Opinion
This blog is more than 8 years old
Updated June 2023

War on inequality

Race matters confirms Vince Cable, Secretary of State for Business.Cable wants 1 in 5 executive directors to be from Black and Asian  minority ethnic (BAME) communities.

Karen Blackett, chief executive of MediaCom, agrees with Cable,  BAME executives act as "real models" she says. They also provide "a mixture of skills, experience and perspectives" argues Yvonne Atkinson, director of the Board Development Agency.

Cables worries BAME are seriously "under underrepresented" on executive boards. He adds, "the situation for ethnic minority diversity at the top of business has gotten worse".

A recent report by the Green Park finds levels of public sector BAME executives "almost defies analysis". Cables says, "if we are serious about diversity and using the talent of all community … we have to address that issue".

An Inside Housing  survey of 40 UK's largest housing associations finds despite 60 per cent change of board members since 2010,  ethnic composition of their governing bodies remains "static".

A survey of Midland Heart executive board confirms Inside Housing findings.

Since 2009, three  executives have resigned: Olu Olanrewaju, Tom Murtha and Chris Munday. There have been five appointments: Ruth Cooke, Chief Executive; Glenn Harris, Finance Director;  Sara Beamand, Care and Support Director; Andrew Foster, Governance and Contracts Director; and , Joe Reeves,  Business Development Director.

All five executive director appointees is white.

Chuka Umunna, Shadow Business Secretary, says: "I don't accept that there are not black and minority and women of sufficient quality and talent who merit appointment to our boards".
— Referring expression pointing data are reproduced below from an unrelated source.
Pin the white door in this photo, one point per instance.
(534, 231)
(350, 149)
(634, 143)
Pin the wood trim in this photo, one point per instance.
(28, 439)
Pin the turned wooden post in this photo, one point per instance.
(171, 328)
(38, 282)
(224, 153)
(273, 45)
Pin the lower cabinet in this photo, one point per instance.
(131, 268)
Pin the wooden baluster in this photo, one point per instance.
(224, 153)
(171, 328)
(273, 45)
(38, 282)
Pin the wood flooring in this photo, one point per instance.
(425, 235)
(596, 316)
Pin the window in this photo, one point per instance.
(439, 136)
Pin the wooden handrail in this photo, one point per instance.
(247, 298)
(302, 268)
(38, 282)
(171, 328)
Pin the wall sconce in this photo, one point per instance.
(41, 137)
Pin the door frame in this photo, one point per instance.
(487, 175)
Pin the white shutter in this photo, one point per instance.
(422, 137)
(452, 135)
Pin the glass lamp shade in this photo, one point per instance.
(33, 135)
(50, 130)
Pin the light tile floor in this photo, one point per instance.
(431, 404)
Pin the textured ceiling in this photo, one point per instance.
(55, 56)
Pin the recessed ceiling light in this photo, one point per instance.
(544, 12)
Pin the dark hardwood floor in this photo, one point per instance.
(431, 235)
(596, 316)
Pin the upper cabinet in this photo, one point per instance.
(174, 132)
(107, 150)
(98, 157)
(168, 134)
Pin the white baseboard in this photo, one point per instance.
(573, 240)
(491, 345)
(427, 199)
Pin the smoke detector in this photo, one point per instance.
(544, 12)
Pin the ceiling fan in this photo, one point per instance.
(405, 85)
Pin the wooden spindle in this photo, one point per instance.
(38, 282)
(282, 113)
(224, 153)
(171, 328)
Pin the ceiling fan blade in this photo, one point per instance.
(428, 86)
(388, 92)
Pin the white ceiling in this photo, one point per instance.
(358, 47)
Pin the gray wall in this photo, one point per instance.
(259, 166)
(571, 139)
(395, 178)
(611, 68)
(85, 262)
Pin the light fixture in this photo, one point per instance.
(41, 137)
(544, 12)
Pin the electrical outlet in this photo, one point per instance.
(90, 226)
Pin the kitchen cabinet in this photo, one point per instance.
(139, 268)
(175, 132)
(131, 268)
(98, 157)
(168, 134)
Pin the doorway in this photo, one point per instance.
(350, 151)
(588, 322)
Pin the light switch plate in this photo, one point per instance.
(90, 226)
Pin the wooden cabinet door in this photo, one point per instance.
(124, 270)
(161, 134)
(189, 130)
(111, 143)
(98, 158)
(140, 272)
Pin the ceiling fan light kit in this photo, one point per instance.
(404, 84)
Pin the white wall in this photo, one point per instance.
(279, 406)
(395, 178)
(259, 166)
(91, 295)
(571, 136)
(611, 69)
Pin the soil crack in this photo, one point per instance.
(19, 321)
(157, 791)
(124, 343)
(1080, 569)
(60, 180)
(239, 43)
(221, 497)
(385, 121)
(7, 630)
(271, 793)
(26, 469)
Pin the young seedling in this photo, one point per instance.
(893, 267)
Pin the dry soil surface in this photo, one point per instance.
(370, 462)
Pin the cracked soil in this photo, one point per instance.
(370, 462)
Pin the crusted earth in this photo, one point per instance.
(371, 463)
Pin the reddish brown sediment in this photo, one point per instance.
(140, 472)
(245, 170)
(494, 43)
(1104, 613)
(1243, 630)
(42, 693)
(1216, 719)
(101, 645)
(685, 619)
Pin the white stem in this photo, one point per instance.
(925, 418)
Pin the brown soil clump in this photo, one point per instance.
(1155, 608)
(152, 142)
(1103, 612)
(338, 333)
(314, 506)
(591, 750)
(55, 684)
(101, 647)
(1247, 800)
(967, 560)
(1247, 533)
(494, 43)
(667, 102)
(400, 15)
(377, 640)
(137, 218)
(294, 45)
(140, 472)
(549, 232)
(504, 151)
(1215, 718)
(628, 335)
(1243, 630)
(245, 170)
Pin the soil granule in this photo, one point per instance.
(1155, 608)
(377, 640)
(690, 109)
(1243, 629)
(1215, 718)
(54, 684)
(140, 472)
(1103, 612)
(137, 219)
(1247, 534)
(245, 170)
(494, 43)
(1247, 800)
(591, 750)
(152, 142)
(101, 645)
Although Midland Heart has broken the "glass ceiling"  for women, there remains what Trevor Phillips, former Racial Equality Commission chair, describes as an "ivory ceiling".

But when challenged about its ethnic executive deficit, Midland Heart's executive Michelle Musgrave says, "ethnicity has no bearing on a person's ability to her job." 

A disconnect between Musgrave's claim is apparent when her company's "five interrelated values" is matched against existential fact:  "Equality of opportunity is an integral part of the way we work and diversity of our workforce reflects the communities that we work within".

However, if Midland Heart's executive directors reflects local ethnic communities 3 would be BAME and five white.

Cable's 1 in 5 ethnic minority executive director scheme seems geared to correct the disconnect between Midland Heart's "five interrelated values" and reality.

If implemented, it would mean a BAME executive providing a "real model" to ethnic minority kids growing up in Birmingham. 

Midland Heart's  current position doesn't "transform lives" for the better. Instead, it  sends the wrong message to alienated and disaffected local minority ethnic communities: the future is bright, the future is white.

"Let's acknowledge white privilege, to do otherwise is to deny race inequality": paul gordon. Nuff said!